Nice stash you got going on. You may want to think about a coolerdor. Would be a lot cheaper than another humi and will hold tons of great sticks! 
Just keep rolling down the hill buddy!


----------



## Cattani (Nov 22, 2010)

Zfog said:


> Nice stash you got going on. You may want to think about a coolerdor. Would be a lot cheaper than another humi and will hold tons of great sticks!
> Just keep rolling down the hill buddy!


I'm not really familiar with the coolerdor....any links to good reads on them?


----------



## Zfog (Oct 16, 2010)

Cattani said:


> I'm not really familiar with the coolerdor....any links to good reads on them?


I suck with links, try a search in the accessory forums. Basically a large cooler with appropriate amount of beads/litter and cedar boxes. You can get a cooler for short money (150 qt for 80 bucks) where you can store tons of boxes. Very smart and economical route to go!


----------



## quincy627 (Jul 2, 2010)

Good start.


----------



## harley33 (Mar 27, 2009)

Zfog said:


> I suck with links, try a search in the accessory forums. Basically a large cooler with appropriate amount of beads/litter and cedar boxes. You can get a cooler for short money (150 qt for 80 bucks) where you can store tons of boxes. Very smart and economical route to go!


Like Zach said, search the forum (coolerdor or coolador) and you'll find it. Bascially it's a mass storage device used by botl's that jump in with both feet... it's not sexy or pretty, but highly functional. I have 2 and keep them both in the basement with about a pound of Heartfelt beads each. Search on beads, as once you go the cooler route, you might as well add the beads too.

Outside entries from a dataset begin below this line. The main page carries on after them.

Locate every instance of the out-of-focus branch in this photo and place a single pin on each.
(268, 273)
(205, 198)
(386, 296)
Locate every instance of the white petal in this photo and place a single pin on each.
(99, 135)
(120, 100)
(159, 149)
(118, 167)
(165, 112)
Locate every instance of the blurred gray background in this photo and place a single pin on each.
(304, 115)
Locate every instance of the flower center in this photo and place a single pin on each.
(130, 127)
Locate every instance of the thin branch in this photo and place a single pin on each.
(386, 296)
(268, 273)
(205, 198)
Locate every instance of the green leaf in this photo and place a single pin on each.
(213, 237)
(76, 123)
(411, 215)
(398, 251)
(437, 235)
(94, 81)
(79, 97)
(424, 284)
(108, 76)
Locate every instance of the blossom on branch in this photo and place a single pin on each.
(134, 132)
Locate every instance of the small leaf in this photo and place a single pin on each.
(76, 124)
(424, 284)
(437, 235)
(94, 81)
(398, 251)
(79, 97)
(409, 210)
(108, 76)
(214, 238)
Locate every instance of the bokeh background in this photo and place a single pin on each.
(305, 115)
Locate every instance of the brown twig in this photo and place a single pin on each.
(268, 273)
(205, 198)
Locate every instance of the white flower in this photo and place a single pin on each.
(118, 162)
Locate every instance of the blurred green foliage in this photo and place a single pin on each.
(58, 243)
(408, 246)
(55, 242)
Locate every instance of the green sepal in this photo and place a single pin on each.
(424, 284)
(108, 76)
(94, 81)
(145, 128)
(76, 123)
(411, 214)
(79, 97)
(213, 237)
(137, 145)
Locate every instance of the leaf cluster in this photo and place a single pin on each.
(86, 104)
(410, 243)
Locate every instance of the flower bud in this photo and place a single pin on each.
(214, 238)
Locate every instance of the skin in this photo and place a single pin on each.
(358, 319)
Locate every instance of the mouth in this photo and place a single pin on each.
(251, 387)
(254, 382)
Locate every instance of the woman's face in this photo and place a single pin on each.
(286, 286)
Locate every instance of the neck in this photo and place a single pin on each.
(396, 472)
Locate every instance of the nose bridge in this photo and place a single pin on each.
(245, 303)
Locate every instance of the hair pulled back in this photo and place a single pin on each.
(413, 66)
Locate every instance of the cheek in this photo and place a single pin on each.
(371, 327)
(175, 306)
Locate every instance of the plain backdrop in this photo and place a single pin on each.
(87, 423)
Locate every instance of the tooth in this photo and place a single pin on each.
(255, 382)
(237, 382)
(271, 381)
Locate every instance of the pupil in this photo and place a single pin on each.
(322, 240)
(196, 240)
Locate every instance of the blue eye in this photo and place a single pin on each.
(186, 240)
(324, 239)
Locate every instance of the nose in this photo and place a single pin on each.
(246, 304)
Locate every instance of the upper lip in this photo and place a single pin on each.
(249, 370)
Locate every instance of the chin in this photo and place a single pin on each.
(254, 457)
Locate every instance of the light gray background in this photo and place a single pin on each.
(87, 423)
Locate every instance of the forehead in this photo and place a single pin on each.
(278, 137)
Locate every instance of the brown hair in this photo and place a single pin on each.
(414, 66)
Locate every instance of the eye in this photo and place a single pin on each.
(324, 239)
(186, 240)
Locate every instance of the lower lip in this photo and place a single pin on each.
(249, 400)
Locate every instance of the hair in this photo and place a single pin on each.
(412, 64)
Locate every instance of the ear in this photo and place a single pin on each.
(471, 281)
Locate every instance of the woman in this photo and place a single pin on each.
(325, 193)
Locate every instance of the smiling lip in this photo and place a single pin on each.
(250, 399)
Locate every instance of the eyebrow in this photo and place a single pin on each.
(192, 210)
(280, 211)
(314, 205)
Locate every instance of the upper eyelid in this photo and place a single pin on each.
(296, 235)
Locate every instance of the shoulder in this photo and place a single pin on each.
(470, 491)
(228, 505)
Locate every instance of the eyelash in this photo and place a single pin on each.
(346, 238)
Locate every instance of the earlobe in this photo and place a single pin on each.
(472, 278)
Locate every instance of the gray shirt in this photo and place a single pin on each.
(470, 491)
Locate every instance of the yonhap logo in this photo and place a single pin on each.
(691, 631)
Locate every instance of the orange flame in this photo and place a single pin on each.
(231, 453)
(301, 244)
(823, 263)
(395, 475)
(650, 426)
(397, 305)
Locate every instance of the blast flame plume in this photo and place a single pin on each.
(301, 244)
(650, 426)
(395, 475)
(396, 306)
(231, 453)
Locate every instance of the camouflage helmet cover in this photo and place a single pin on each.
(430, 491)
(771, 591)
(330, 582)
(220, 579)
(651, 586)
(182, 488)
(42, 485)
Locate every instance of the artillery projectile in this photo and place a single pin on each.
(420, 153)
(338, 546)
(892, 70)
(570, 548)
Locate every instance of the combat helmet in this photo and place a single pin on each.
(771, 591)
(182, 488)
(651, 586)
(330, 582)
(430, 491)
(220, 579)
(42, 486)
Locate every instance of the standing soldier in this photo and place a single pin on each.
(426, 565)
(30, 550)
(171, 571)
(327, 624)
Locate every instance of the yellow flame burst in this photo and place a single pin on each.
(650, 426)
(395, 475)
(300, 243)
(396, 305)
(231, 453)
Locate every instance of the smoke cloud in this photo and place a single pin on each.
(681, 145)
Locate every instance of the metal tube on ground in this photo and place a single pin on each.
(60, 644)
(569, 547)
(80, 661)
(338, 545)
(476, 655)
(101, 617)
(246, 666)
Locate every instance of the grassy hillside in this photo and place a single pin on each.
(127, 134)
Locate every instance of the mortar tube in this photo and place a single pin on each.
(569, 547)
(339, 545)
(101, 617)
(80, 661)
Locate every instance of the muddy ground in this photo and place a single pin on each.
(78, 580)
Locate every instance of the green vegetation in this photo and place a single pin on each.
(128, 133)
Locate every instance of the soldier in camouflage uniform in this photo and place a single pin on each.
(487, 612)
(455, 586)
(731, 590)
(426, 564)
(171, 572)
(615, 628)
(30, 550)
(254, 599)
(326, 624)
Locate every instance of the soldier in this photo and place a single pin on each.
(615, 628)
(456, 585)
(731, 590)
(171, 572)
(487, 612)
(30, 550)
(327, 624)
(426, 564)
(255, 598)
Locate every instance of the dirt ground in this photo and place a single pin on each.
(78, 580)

Once you have the cooler and beads, go directly to cigarbid with your credit card. Then you officially are headed straight down the slope...

Good luck.


----------



## Zfog (Oct 16, 2010)

harley33 said:


> Like Zach said, search the forum (coolerdor or coolador) and you'll find it. Bascially it's a mass storage device used by botl's that jump in with both feet... it's not sexy or pretty, but highly functional. I have 2 and keep them both in the basement with about a pound of Heartfelt beads each. Search on beads, as once you go the cooler route, you might as well add the beads too.
> 
> Once you have the cooler and beads, go directly to cigarbid with your credit card. Then you officially are headed straight down the slope...
> 
> Good luck.


Haha +1


----------



## TheLurch (Dec 28, 2009)

Nice! Those decades should treat you well...


----------